I found that customer information is stated in two forms.
One is in the sentence type and the other is the table type.
Hence, I started from dividing the 10-k text into two categories; text and table. (by using html tags)
The methods to deal with them , however, are similar: TEXT CLASSIFICATION
*GOAL 1 (sentence form):
Classifying sentences whether they are relevant to the customer information or not.
Net sales to the Company’s three major customers, Staples, Inc., Office Max, and United Stationers, Inc., represented approximately 43% in 2004, 46% in 2003 and 46% in 2002.
For fiscal 2003, Fujitsu accounted for approximately 31 percent of our consolidated accounts receivable and approximately 13 percent of our consolidated gross sales.
In 2004, Matyep in Mexico represented 11.0.% of our consolidated revenues and Burlington Resources Inc. represented 10.1%.
Fleetwood was the Company’s largest customer in 2004, representing approximately 31% of total sales.
I hoped that there would be some rules or sentence structures that can cover the whole customer information in 10-k.

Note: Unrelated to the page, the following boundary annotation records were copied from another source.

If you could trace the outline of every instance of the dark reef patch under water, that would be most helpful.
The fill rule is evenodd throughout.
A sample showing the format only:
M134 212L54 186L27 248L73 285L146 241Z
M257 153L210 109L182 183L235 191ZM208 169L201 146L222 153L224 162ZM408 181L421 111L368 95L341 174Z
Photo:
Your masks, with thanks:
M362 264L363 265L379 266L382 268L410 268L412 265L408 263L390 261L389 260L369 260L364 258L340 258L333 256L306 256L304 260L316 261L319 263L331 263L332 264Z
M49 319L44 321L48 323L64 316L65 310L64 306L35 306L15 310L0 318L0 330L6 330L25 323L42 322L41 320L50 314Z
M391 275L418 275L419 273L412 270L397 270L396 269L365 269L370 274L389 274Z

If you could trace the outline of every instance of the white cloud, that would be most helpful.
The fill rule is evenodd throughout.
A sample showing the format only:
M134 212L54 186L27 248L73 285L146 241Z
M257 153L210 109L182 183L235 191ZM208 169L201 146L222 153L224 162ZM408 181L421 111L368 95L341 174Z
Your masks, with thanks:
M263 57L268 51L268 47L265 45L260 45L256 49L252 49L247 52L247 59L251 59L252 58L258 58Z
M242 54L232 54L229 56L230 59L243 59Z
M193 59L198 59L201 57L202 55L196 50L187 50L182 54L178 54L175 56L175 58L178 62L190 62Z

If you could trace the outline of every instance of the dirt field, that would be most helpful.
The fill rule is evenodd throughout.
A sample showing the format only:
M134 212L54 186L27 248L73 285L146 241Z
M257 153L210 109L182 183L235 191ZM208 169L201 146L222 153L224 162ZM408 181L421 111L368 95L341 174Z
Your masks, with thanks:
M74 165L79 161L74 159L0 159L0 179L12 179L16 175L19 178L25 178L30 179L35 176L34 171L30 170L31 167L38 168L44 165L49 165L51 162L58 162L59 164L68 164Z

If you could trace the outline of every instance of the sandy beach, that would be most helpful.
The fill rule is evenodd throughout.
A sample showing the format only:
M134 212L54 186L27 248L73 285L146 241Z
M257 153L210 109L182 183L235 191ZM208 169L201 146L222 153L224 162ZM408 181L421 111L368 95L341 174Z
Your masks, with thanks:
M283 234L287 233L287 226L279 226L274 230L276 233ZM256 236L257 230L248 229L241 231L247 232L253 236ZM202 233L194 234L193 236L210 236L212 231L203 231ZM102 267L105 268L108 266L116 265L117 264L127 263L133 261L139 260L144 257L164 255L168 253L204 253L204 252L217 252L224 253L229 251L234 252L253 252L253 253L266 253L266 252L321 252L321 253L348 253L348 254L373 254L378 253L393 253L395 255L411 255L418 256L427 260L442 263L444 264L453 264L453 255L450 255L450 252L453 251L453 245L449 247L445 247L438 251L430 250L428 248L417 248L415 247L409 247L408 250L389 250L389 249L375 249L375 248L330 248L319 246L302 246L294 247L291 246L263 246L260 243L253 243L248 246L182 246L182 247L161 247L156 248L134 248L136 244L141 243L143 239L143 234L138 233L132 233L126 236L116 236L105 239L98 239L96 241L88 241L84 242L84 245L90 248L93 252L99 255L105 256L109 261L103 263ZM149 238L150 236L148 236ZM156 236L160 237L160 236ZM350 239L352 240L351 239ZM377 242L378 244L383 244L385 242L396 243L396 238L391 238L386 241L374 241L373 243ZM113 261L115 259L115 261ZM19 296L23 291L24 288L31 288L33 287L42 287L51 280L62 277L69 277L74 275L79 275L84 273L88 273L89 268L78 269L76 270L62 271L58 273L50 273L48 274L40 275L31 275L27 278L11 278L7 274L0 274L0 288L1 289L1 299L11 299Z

I tried manually finding those rules, ended up finding 24 kinds of sentences. Although they can help me find every sentences that contains customer information listed on Compustat data(used as a reference point during my whole research), some of the sentences filtered by those 24 rules are have nothing to do with the revenue information.
To get rid of those irrelevant sentences I adopted the machine learning techniques.